@assemblylanguage/humble
v2.0.0
Published
Bundle web pages for offline viewing
Downloads
1
Readme
Humble (HTML Bundler)
Bundle web pages for offline viewing
Table of Contents
Overview
A web page bundler, similar to Monolith, with these in mind:
- Security: Incorporates DOM Purify and custom sanitizers to remove possible malware from bundles.
- Speed: Resources are fetched asynchronously when they are needed for bundling. Any resources not needed are not fetched to improve speed.
- Efficiency: High levels of minification and compressions through Terser, Clean CSS, HTML Minifier, and many more custom minifiers.
- Extensibility: Extensive CLI API for customizing bundling process.
Usage
Creating an archive of a webpage:
humble \
https://wikipedia.org/wiki/Unix \
--out archive.html
Adding a custom style sheet to the archive:
humble \
https://wikipedia.org/wiki/Unix \
--inject-custom-style-sheet ./styles.css \
--out archive.html
Creating a safe archive by removing scripts, frames, URLs, etc.
humble \
https://wikipedia.org/wiki/Unix \
--sanitize \
--out archive.html
Minifying HTML, CSS, and JS in the archive:
humble \
https://wikipedia.org/wiki/Unix \
--minify \
--out archive.html
Beautifying HTML, CSS, and JS in the archive:
humble \
https://wikipedia.org/wiki/Unix \
--beautify \
--out archive.html
Grayscaling the archive:
humble \
https://wikipedia.org/wiki/Unix \
--grayscale \
--out archive.html
Additional options through the --help
command:
Usage: humble [options] <url>
Humble - HTML page bundler.
Arguments:
url The URL of the page that will be bundled. Either an absolute HTTP URL or relative or absolute file URL.
Options:
-v, --version output the version number
-o --out <type> The path of the file that the HTML archive will be written to.
-s --silent Silences all of the console output.
-c --check-dependencies Checks which dependencies used by Humble are available on the platform.
--use-title Uses the title of the document as the output file name.
--remove-style-tags Removes `<style>` tags from the HTML page.
--remove-alternative-styles-tags Removes alternative style sheets from the HTML page.
--remove-inline-styles Removes inline `style` attributes.
--remove-styles Removes all styles from the HTML page.
--add-style-csp Sets a style `Content-Security-Policy` to block styles.
--remove-script-tags Removes `<script>` tags from the HTML page.
--remove-noscript-tags Removes `<noscript>` tags from the HTML page.

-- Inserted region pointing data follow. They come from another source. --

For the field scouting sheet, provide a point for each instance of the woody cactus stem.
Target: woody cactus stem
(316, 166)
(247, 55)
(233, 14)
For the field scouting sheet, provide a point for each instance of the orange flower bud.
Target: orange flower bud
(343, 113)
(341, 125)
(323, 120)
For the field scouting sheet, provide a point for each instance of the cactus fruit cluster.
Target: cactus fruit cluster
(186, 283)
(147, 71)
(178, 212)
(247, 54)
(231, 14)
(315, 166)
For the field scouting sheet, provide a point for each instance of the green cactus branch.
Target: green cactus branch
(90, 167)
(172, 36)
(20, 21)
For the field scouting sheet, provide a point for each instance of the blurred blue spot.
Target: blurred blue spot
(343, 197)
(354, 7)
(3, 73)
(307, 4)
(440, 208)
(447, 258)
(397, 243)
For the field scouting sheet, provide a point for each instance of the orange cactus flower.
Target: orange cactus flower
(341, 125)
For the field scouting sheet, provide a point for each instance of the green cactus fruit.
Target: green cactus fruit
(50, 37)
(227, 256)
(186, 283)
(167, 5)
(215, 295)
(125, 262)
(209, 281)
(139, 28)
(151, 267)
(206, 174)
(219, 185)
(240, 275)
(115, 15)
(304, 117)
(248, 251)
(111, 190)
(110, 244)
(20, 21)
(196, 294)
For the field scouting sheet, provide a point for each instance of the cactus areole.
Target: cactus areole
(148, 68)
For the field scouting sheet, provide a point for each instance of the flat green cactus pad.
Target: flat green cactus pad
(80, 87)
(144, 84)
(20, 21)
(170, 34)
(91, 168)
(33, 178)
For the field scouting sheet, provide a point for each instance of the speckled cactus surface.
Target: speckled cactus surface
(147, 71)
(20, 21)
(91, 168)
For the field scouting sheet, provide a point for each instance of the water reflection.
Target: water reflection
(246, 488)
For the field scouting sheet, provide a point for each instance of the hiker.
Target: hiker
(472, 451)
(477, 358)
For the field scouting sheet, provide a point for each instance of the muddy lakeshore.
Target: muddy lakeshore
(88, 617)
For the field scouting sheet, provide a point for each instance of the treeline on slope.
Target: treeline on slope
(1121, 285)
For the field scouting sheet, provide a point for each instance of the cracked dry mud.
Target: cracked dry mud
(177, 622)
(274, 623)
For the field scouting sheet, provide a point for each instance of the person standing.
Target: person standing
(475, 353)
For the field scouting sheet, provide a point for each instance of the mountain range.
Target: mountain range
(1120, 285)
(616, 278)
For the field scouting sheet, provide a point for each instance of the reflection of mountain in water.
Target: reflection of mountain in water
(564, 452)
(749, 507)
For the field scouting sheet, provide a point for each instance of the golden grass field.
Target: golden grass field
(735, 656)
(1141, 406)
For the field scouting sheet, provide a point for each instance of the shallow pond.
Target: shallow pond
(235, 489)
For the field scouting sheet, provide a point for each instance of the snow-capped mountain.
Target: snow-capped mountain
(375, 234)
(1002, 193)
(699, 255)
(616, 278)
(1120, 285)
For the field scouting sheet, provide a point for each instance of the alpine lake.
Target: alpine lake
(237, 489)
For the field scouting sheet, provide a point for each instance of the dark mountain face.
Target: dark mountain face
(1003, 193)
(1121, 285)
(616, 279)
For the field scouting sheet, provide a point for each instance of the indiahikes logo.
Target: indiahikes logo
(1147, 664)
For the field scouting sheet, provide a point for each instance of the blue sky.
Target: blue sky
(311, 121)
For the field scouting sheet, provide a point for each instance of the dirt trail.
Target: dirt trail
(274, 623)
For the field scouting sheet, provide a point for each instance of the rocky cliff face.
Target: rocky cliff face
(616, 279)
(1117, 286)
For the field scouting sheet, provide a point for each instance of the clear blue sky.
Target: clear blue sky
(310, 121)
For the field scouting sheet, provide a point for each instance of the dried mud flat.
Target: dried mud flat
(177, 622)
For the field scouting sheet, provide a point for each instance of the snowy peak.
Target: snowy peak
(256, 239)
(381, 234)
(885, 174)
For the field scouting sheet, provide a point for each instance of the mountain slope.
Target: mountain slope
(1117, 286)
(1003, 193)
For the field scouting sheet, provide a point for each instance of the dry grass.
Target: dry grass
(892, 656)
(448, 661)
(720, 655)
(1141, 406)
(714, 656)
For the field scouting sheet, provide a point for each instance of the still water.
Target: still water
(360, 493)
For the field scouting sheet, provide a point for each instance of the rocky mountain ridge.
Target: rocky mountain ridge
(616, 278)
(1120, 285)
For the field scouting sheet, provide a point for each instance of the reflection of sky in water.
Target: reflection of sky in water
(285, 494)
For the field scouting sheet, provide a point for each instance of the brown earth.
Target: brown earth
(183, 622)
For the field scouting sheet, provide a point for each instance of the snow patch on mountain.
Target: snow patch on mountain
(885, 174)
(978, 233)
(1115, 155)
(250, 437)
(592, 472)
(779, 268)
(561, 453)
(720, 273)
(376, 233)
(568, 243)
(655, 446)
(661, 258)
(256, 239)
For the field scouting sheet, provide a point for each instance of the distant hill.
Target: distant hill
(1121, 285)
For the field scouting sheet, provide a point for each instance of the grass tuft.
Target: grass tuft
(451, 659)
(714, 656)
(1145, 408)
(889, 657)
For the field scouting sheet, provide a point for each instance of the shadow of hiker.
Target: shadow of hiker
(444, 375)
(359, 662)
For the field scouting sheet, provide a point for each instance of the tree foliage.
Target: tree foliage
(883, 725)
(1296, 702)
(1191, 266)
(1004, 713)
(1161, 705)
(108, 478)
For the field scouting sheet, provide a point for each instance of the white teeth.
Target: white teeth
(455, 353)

--remove-inline-scripts Removes inline script event handler `on*` attributes and `href` attributes with `javascript:` protocols.
--remove-href-scripts Removes scripts in the `href` attributes that use the `javascript:` protocol.
--remove-scripts Removes all scripts from the HTML page.
--add-script-csp Sets a script `Content-Security-Policy` to block scripts.
--remove-image-srcs Removes the `src` attribute from image tags.
--remove-image-srcsets Removes the `srcset` attribute from image tags.
--remove-image-alts Removes the `alt` attribute from image tags.
--remove-image-attributes Removes `src`, `srcset`, and `alt` attributes from image tags.
--remove-css-images Removes images from CSS style sheets.
--remove-images Removes all images from the HTML page, including in the CSS style sheets.
--add-image-csp Sets an image `Content-Security-Policy` to block images.
--remove-frames Removes all frames from the HTML page.
--add-frame-csp Sets a frame `Content-Security-Policy` to block frames.
--remove-video-srcs Removes the `src` attribute from video tags.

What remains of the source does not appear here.